Microwave Photon Number Resolving Detector Using the Topological Surface State of Superconducting Cadmium Arsenide

TL;DR

This paper proposes a novel microwave photon number resolving detector using the topological surface states of superconducting cadmium arsenide, which measures temperature changes to determine photon count with high speed and accuracy.

Contribution

It introduces a new photon detector design leveraging topological surface states in Cd3As2 for discrete photon number resolution based on temperature gain measurement.

Findings

Temperature gain scales discretely with photon number

Heat transfer from surface electrons to bulk phonons is fast enough to prevent loss

The detector can measure photon number in the microwave range effectively

Abstract

Photon number resolving detectors play a central role in quantum optics. A key challenge in resolving the number of absorbed photons in the microwave frequency range is finding a suitable material that provides not only an appropriate band structure for absorbing low-energy photons but also a means of detecting a discrete photoelectron excitation. To this end, we propose to measure the temperature gain after absorbing a photon using superconducting cadmium arsenide (Cd3As2) with a topological semimetallic surface state as the detector. The surface electrons absorb the incoming photons and then transfer the excess energy via heat to the superconducting bulk's phonon modes. The temperature gain can be determined by measuring the change in the zero-bias bulk resistivity, which does not significantly affect the lattice dynamics.

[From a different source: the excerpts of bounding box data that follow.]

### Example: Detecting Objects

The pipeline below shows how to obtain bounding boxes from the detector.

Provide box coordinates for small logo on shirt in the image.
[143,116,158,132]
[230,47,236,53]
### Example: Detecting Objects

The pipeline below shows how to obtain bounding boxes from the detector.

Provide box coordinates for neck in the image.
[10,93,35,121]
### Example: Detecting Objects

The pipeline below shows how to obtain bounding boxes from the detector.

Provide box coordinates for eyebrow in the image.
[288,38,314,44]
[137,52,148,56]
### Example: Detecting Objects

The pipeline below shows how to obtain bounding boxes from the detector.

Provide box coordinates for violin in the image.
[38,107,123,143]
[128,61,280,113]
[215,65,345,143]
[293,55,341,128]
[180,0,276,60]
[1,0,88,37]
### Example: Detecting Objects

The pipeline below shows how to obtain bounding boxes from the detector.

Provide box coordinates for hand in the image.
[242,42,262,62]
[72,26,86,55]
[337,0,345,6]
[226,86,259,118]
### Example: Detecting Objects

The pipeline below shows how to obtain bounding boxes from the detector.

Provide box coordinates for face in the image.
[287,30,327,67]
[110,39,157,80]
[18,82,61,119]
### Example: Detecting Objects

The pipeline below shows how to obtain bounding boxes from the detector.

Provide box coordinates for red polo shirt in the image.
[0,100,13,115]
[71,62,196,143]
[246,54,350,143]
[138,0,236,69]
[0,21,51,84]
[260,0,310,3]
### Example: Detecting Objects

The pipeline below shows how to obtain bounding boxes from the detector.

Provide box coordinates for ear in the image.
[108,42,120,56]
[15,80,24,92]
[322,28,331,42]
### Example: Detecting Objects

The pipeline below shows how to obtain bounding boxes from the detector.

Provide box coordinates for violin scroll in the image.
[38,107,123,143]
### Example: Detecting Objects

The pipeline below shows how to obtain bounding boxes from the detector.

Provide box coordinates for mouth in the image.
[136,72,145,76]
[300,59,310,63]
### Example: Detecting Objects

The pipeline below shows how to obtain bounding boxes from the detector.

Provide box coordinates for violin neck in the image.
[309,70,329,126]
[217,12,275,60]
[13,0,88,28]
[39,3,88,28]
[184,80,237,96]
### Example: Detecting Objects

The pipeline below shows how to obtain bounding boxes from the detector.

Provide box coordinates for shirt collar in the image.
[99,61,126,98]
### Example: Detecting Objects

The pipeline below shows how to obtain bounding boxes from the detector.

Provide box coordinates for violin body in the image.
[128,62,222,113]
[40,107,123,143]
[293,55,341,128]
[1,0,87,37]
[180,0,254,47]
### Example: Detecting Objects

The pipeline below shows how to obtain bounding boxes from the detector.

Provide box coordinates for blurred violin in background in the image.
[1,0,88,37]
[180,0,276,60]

Moreover, the obtained temperature gain scales discretely with the number of absorbed photons, enabling a photon-number resolving function. Here, we will calculate the temperature increase as a function of the number and frequency of photons absorbed. We will also derive the timescale for the heat transfer process from the surface electrons to the bulk phonons. We will specifically show that the transfer processes are fast enough to ignore heat dissipation loss.